Why has Mother Earth gone extreme, the weather events taking a turn for the worse? We are grimly reminded that we are where we are now due to our own misbehaving ways, repeatedly done since four centuries ago. Have we forgotten that scientists the world over have been warning us that since four centuries ago, what mankind has been doing is to bombard Mother Earth with too much concentration of carbon dioxide in the atmosphere, resulting from combustion of fossil fuel principally coal, oil, natural gas, along with deforestation, soil erosion and animal agriculture?

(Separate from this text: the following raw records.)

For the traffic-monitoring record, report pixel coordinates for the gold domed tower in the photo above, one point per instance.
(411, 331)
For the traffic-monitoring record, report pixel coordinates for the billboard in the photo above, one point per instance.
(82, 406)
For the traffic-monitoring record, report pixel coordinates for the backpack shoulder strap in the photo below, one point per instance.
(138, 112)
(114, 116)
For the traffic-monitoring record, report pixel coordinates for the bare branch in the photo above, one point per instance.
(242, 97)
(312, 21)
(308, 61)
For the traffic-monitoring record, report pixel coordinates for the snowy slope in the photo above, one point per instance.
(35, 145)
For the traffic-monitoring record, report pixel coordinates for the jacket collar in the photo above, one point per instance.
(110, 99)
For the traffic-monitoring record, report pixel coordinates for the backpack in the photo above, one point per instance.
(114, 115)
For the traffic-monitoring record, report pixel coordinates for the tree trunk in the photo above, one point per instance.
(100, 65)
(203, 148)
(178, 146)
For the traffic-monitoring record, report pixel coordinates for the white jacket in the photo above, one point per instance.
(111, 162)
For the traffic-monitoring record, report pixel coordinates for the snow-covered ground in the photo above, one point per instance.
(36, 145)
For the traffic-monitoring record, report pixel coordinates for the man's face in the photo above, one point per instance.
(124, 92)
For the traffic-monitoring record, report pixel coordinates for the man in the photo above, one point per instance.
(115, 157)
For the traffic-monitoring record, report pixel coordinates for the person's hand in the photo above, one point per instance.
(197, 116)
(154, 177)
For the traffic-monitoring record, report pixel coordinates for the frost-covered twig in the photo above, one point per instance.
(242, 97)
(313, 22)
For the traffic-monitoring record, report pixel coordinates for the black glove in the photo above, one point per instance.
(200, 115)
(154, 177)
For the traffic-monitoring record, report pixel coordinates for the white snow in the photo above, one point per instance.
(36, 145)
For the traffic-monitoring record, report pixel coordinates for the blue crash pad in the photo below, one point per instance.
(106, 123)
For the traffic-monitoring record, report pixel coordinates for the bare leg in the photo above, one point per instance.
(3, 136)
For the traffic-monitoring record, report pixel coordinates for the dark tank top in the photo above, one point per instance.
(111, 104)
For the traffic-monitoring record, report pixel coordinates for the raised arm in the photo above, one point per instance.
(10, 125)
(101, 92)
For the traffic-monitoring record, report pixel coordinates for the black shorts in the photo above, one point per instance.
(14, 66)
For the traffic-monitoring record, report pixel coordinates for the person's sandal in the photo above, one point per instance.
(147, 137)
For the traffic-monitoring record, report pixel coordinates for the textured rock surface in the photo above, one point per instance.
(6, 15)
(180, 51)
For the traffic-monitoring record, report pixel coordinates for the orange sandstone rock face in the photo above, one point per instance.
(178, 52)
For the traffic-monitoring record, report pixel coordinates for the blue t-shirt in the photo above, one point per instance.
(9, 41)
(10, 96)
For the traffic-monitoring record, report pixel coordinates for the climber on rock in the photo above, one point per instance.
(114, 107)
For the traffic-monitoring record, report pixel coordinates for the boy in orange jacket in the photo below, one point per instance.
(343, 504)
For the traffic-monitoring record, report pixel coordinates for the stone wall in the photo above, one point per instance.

In short, we’ve been abusing our planetary home from way, way back, we’ve been wreaking havoc on our precious ecosystem that has been our lifeline into the future, we’ve been irresponsibly leading a lifetime of extreme profligacy and inordinate greed at the expense of the generations next. By 2047, the earth’s surface temperature would have drastically altered, enough to ignite mankind’s own ill-fated annihilation and extinction.
All is not lost however. Weather events may come and go but we can get over the hump if each time we take heed of nature’s vengeful ways. It may be late in the day, but surely there’s nothing to prevent us from heeding grim warnings about climate change. We can forestall the end of days by the essential ways in which we should lead our own lives.
First, we bring down the level of massive pollution now afflicting the planet. This is achievable if we reduce dramatically the greenhouse gas emissions into the earth’s atmosphere. The task is even made much easier if leading polluters that the United States and China have become in just 50 years of wanton misbehavior are brought to heel for their extremely errant ways. At the same time, peoples and leaders in every other place on earth can accept it as their supreme legacy to do today what should have been done many yesteryears ago. Simply stated, it means working today to secure a future of responsible stewardship of the only planet we can pass on to the next inhabitants.
And before we put Urduja and Vinta behind, let’s keep a more vigilant eye on Baguio’s mountain slopes, much of whom have been habituated by us but have remained extremely vulnerable to another weather disturbance. Let Biliran, and earlier than that, Ormoc serve as the signature names to keep us mentally alert and active in forestalling unwanted tragedies. #
P.S. We join everyone in celebrating the Birth of the Child Jesus! May the best of Christmastime come from us, as a worthy gift to our Savior and Redeemer. Let his birth amid the scantiest of circumstance serve to remind us that humility, more than honor, is a better stepping stone to success. Merry Christmas to one and all!